Heinsberg-Kirchhoven: „Ich wollte etwas Sinnvolles machen”

Heinsberg-Kirchhoven : „Ich wollte etwas Sinnvolles machen”

Der Abschied von „ihren Schülern” fiel Stefanie Schröders zum Ferienbeginn nicht leicht. Denn im August wird die 20-Jährige nicht zurück an die integrative Ganztagsgrundschule in Birgelen kehren.

Ihre Rückkehr in eine Grundschule ist aber beschlossene Sache: „Das Freiwillige Soziale Jahr beim Kreissportbund hat mich in meinem Berufswunsch bestärkt.” Die Wegbergerin will Grundschullehrerin werden.

Stefanie Schröders ist eine von rund 130 Jugendlichen und jungen Erwachsenen, die bundesweit im Sport ein Freiwilliges Soziales Jahr leisten. „Eine Lehrerin hat mich auf die Möglichkeit aufmerksam gemacht”, erzählt sie.

Die Kooperation des Kreissportbunds mit der Katholischen Grundschule Birgelen bot der jungen, sportbegeisterten Frau die Möglichkeit, Erfahrungen mit Erstklässlern zu sammeln. Im Anschluss an ihr Abitur am Maximilian-Kolbe-Gymnasium in Wegberg, entschied sie sich für das Freiwillige Soziale Jahr, um „erstmal eine Lernpause” einzulegen.

„Ich wollte etwas Sinnvolles machen”, begründet Stefanie ihre Entscheidung. Aktuell arbeiten zwei FSJ´ler im Kreissportbund Heinsberg. Genau wie Stefanie Schröders ist der 21-jährige Dietrich Reimchen - Dima genannt - mindestens einen Tag in der Woche im Büro an der Stapper Straße und organisiert Sportangebote für den Kreis Heinsberg. Im Wechsel werden Stefanie und Dima bei den Birgeler Grundschülern eingesetzt.

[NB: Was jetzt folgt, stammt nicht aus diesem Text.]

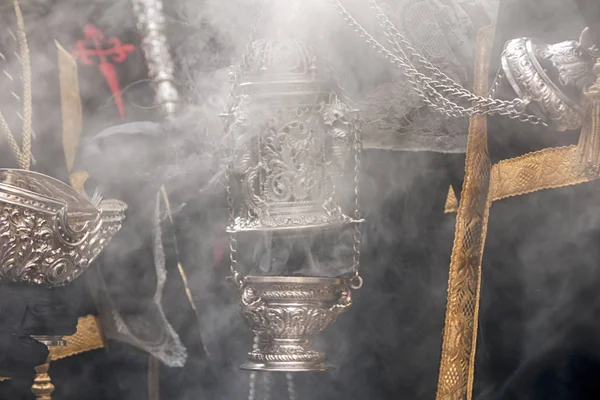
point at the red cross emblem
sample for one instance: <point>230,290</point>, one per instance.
<point>94,49</point>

Den Kindern mit Behinderungen beim Essen zu helfen, war ihre erste Aufgabe nach den Sommerferien im vergangenen Jahr. Später hat Stefanie regelmäßig im Sportunterricht geholfen und eine eigene Sport-AG angeboten. „Ich habe mir verschiedene Ballspiele überlegt und einen Parcour aufgebaut”, erzählt sie. An ihrem FSJ schätzt sie besonders, dass sie ihre eigene Kreativität einbringen kann. Ihre Sportbegeistung - sie ist aktiv im Reiten und Showtanz - konnte sie spielend auf die Kinder übertragen.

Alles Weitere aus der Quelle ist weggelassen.